DONATIONS • by Scott Loring Sanders

The register lady says eight eighty-six. I skim the ten across the scratched counter, noticing the grit and grime and gunk beneath my nails, but not caring one way or the other. This one here, she’s not much of a looker. Too much makeup trying to make up for what was lost years ago.; Like putting a fresh coat of paint on a barn that’s one windstorm away from tumbledown.

She drops the buck-fourteen into my palm, then pulls the six-pack toward her while popping open a paper bag, the snap of her wrist expert. She fits the beer in perfectly, the bag seemingly made custom for those Old Milwaukees. A lesser hand would’ve split the delicate paper seams — like mine for example.

I slip the money into my jeans, the riveted brass nipple scraping that tender, sensitive part of the wrist where hand meets arm, wondering why Levi Strauss ever put them there in the first place. And my can, I say, nodding toward the snuff rack behind her.

Shoot, darlin’, I nearly forgot, she says, pulling a tin of wintergreen from the plastic track. Another drops down in replacement — gravity at its finest — and I think of a jackpot flowing from a slot machine. A jackpot I’ll never see. In the bag, sweetie? Or you wanna carry it?

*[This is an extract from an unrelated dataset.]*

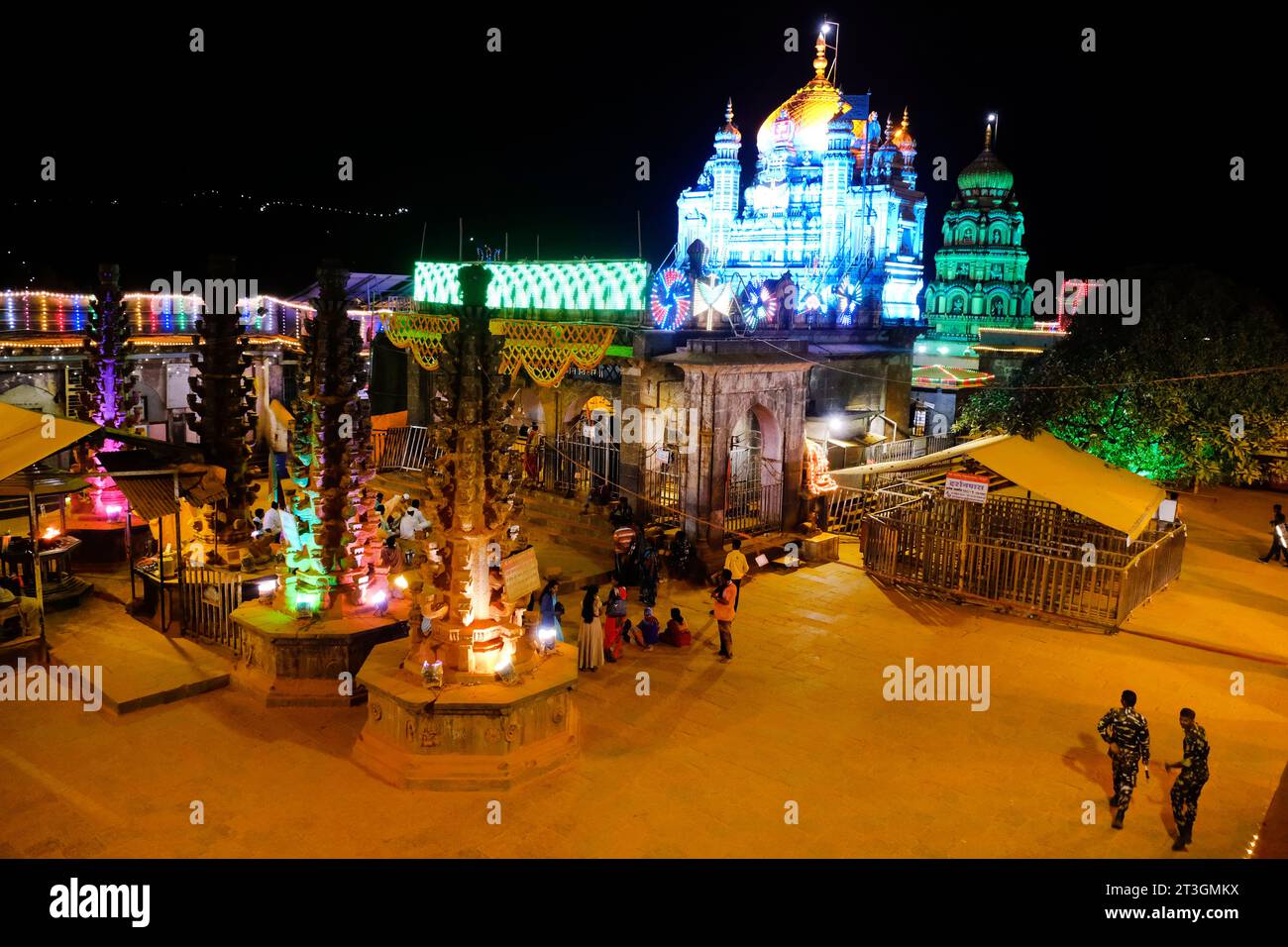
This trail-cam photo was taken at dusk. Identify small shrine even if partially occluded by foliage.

Nice as can be, she is, but not what you’d call a keeper.

I take the tobacco in hand. In the exchange I notice, partially hidden by displays of energy pills with names like Horny Goat Weed, a plastic jar off to the side.

A restaurant-sized mayonnaise container, maybe, or what Rudy keeps his pink pickled eggs in down at the tavern. A few bills and scattered change line the bottom like dregs. The photo of a walleyed boy, his skin a hornet’s nest gray, sits next to some hand-printed words, the whole patchwork stuck together with a mishmash of clear tape.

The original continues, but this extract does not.